5. アカデミーやいわきFCパークの飲食店への影響は
アカデミーとの濃厚接触はもちろんありませんし、行動を別にしているので通常通り活動を予定しています。いわきFCパークの飲食店も選手がこの期間に行ったりはしていないため、保健所からも問題ないと言われています。
いわきFCパークは今朝すでに消毒も行なっていて、通常通り営業をしていく予定です。
6. 8月23日の試合は予定通り開催されるという認識で良いか
JFLからもリリースされている通り、現在のところ試合は開催される予定です。
7. 現在誰が感染してもおかしくない世の中ではあるが、今後の感染対策としてはどのように考えているか
施設としては消毒を再徹底することはもちろん、これまで行なってきたルール(消毒、検温、行動記録の報告)、外食の控えることなどを再度徹底していきます。
ポイントは体調が少しでも良くないなと感じた時に正直に報告すること、見逃さないということが本当に重要だなと今回身に染みて実感しているところです。選手スタッフ関係者がもう一度徹底するしかないと思っています。
8. 改めて今後の活動にあたってどのように取り組んでいくか
今、日本を含め全世界がコロナウイルスの感染拡大が進んでいて、身近に感じつつも実際に自分たちが当事者となってしまいました。これまでも、「こうなった世の中で経済を立て直すためには文化・スポーツの力が大事。私たちが試合を通じて皆さんに元気を届ける」という気持ちで活動してまいりました。その気持ちは今も変わりませんので引き続き強い気持ちを持ってやっていきたいと思います。そのためには、まず安全、安心が第一だということを身に染みて実感している次第です。

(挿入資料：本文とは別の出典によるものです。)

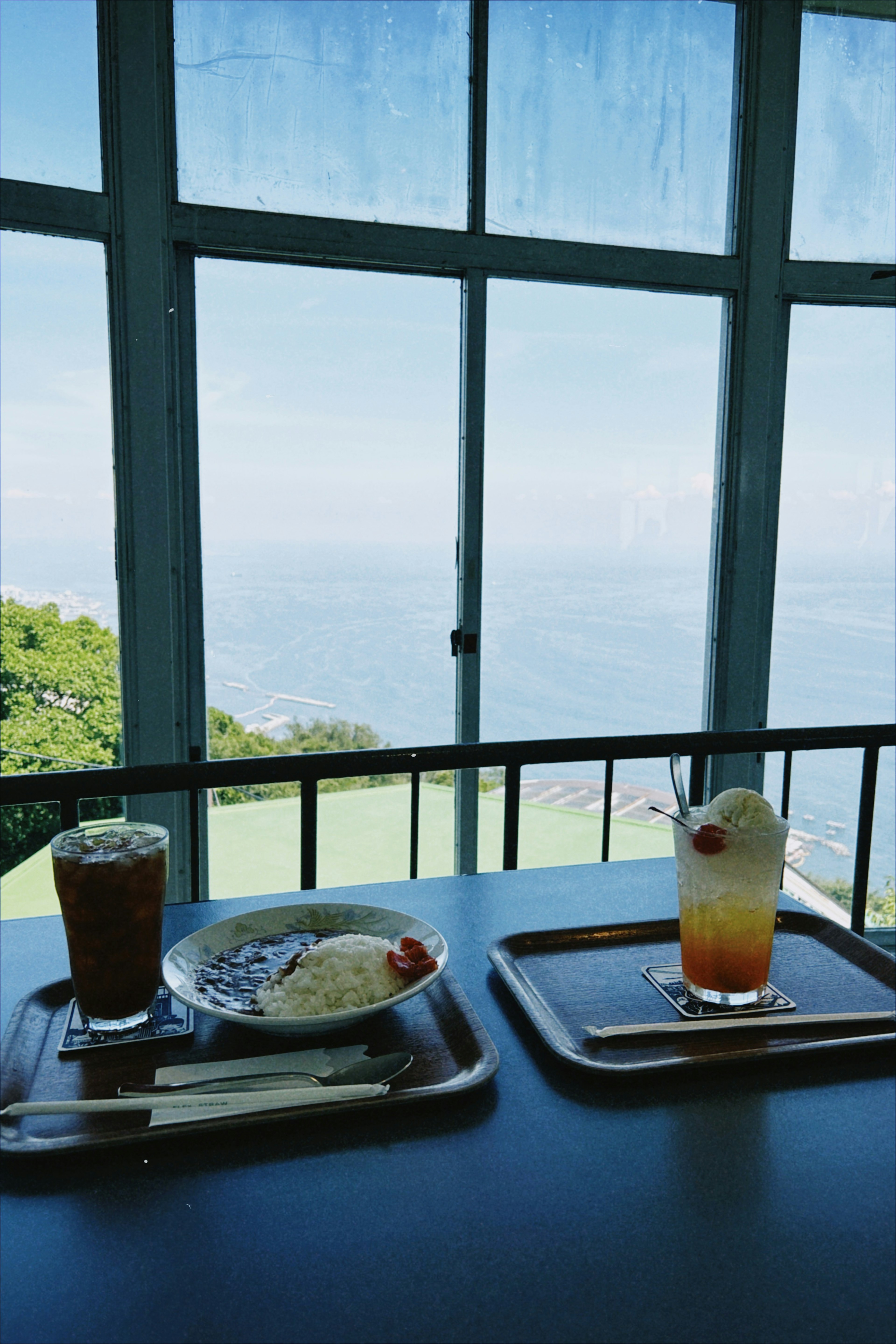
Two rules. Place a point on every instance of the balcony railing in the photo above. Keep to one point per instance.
(68, 788)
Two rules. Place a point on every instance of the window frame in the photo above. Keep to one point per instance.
(152, 241)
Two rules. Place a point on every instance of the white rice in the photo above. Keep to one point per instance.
(346, 972)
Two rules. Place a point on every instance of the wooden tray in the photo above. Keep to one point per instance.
(452, 1050)
(567, 979)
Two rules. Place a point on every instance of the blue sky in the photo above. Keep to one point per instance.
(320, 377)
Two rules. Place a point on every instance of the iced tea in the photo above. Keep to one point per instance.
(111, 882)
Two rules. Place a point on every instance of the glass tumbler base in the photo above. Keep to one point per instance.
(715, 997)
(115, 1026)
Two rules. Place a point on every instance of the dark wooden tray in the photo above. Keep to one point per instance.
(567, 979)
(452, 1050)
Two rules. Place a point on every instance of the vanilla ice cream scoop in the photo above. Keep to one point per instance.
(742, 810)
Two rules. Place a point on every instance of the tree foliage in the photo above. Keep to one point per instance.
(60, 709)
(60, 690)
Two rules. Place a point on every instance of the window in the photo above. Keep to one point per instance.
(844, 186)
(554, 168)
(49, 95)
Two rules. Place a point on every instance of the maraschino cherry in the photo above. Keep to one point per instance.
(708, 839)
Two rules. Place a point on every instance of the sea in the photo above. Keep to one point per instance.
(574, 642)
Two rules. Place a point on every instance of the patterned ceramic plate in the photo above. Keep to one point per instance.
(186, 960)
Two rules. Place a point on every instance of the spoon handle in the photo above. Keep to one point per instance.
(242, 1082)
(678, 784)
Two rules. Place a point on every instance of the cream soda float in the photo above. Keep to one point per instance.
(729, 859)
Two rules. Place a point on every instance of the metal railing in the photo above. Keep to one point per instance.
(68, 788)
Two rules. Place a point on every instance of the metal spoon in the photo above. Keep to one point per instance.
(378, 1070)
(678, 784)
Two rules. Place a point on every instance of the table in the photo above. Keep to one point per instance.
(752, 1205)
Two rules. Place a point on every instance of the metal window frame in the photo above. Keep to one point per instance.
(152, 240)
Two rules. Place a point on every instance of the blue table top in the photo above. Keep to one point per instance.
(743, 1205)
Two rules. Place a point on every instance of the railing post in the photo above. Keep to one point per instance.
(863, 840)
(511, 816)
(608, 806)
(785, 785)
(310, 835)
(69, 818)
(195, 892)
(416, 820)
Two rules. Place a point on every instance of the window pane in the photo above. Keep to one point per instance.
(833, 655)
(335, 108)
(601, 408)
(60, 596)
(328, 456)
(610, 122)
(49, 92)
(844, 200)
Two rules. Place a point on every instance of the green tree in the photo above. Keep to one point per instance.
(880, 906)
(60, 709)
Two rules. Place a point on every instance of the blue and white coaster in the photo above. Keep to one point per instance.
(669, 983)
(167, 1018)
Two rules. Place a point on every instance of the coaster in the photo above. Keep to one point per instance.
(672, 987)
(168, 1018)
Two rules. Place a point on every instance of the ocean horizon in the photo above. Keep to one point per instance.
(575, 642)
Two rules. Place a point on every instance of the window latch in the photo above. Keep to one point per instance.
(463, 643)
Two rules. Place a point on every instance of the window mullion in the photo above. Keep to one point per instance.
(136, 76)
(469, 534)
(753, 392)
(469, 570)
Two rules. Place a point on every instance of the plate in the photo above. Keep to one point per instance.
(181, 966)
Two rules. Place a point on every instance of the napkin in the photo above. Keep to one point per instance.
(322, 1062)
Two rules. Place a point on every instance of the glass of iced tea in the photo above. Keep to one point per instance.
(111, 881)
(729, 861)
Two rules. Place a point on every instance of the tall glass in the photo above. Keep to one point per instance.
(729, 884)
(111, 881)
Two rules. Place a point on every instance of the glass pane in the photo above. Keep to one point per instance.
(326, 107)
(328, 542)
(601, 408)
(610, 123)
(60, 597)
(844, 191)
(49, 92)
(833, 652)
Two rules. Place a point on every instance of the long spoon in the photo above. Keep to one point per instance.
(675, 1029)
(378, 1070)
(678, 784)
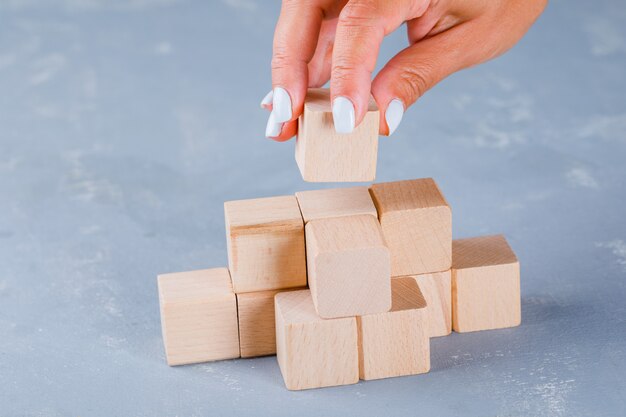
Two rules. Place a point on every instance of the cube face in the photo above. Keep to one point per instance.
(323, 155)
(485, 284)
(437, 291)
(351, 283)
(338, 202)
(198, 316)
(396, 343)
(417, 224)
(265, 239)
(257, 326)
(349, 266)
(486, 298)
(312, 352)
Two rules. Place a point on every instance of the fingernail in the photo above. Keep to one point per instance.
(267, 100)
(393, 115)
(273, 128)
(343, 115)
(282, 105)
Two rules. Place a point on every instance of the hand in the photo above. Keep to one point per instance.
(318, 40)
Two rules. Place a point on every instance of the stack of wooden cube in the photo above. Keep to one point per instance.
(342, 284)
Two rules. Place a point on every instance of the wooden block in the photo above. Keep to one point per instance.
(396, 343)
(257, 327)
(313, 352)
(485, 284)
(437, 291)
(265, 239)
(417, 224)
(337, 202)
(198, 316)
(323, 155)
(348, 266)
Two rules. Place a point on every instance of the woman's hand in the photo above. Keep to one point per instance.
(318, 40)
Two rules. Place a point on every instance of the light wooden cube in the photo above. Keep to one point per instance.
(257, 326)
(265, 239)
(437, 291)
(485, 284)
(336, 202)
(396, 343)
(348, 266)
(323, 155)
(198, 316)
(313, 352)
(417, 224)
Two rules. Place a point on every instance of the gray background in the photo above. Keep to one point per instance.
(124, 126)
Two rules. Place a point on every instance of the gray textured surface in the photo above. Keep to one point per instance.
(125, 125)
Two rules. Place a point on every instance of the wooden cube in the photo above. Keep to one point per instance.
(485, 284)
(336, 202)
(198, 316)
(437, 291)
(257, 326)
(396, 343)
(265, 239)
(417, 224)
(348, 266)
(313, 352)
(323, 155)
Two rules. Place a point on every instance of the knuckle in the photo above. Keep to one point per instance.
(359, 13)
(414, 81)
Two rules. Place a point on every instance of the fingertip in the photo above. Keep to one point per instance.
(266, 102)
(283, 131)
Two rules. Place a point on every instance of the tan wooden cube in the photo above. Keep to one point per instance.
(348, 266)
(396, 343)
(417, 224)
(313, 352)
(265, 239)
(198, 316)
(437, 291)
(335, 202)
(323, 155)
(485, 284)
(257, 326)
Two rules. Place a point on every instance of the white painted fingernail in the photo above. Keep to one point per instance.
(282, 105)
(343, 115)
(393, 115)
(273, 128)
(267, 100)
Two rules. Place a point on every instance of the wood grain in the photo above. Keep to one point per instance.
(485, 284)
(335, 202)
(417, 225)
(313, 352)
(257, 327)
(437, 291)
(265, 241)
(396, 343)
(323, 155)
(348, 266)
(198, 316)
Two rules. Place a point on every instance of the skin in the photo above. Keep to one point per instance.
(338, 40)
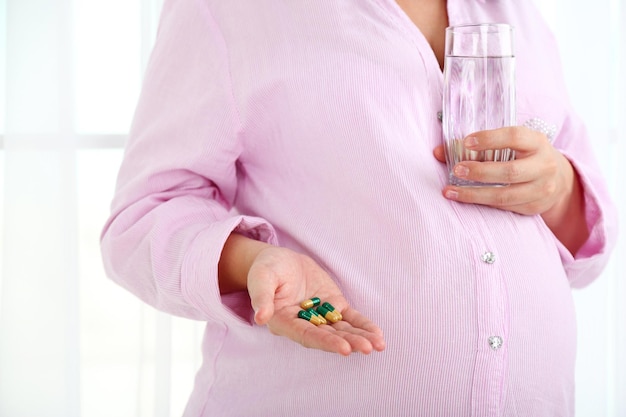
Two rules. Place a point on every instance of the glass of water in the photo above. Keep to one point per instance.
(479, 91)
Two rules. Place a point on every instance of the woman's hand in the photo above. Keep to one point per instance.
(542, 181)
(279, 279)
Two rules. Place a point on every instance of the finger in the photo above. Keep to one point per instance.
(519, 138)
(262, 293)
(360, 339)
(322, 337)
(511, 172)
(507, 198)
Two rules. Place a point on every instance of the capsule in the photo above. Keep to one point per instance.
(329, 307)
(310, 303)
(315, 313)
(331, 316)
(310, 317)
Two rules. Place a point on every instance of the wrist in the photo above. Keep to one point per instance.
(238, 255)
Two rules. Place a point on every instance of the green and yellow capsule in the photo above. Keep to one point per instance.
(310, 303)
(310, 317)
(315, 313)
(331, 316)
(329, 307)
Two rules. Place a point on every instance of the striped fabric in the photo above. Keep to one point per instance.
(311, 124)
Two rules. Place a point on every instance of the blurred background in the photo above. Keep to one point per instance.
(73, 344)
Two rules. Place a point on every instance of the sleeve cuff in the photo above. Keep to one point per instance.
(199, 270)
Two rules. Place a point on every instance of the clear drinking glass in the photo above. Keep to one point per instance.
(479, 91)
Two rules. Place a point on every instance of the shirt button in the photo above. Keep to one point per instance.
(495, 342)
(488, 257)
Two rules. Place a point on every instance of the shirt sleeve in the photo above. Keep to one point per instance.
(172, 209)
(573, 140)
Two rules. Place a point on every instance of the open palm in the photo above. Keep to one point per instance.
(279, 279)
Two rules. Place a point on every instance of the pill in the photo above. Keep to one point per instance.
(315, 313)
(329, 307)
(331, 316)
(310, 303)
(310, 317)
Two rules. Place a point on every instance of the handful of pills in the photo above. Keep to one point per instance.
(325, 313)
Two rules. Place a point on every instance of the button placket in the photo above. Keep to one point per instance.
(488, 257)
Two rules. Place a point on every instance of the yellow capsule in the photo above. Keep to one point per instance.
(316, 314)
(331, 316)
(310, 303)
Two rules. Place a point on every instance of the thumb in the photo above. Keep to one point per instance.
(439, 153)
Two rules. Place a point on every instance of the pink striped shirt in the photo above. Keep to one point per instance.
(311, 124)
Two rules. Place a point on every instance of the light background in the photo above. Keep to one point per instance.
(74, 344)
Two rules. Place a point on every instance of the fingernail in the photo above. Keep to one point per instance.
(461, 171)
(470, 141)
(451, 194)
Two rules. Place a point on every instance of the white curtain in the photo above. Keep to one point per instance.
(74, 344)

今後もクラブのルールを徹底し、そして福島県のルール、国のルールに従い、しっかりと対応していきたいと思います。
冒頭でもお伝えしましたように、withコロナの新しい生活様式のなかで、私たちはお客様と近い立場で商売をしています。少しでも安心して応援してもらえるよう、十分な対策を行なった上で活動していきたいと思います。引き続き、よろしくお願いいたします。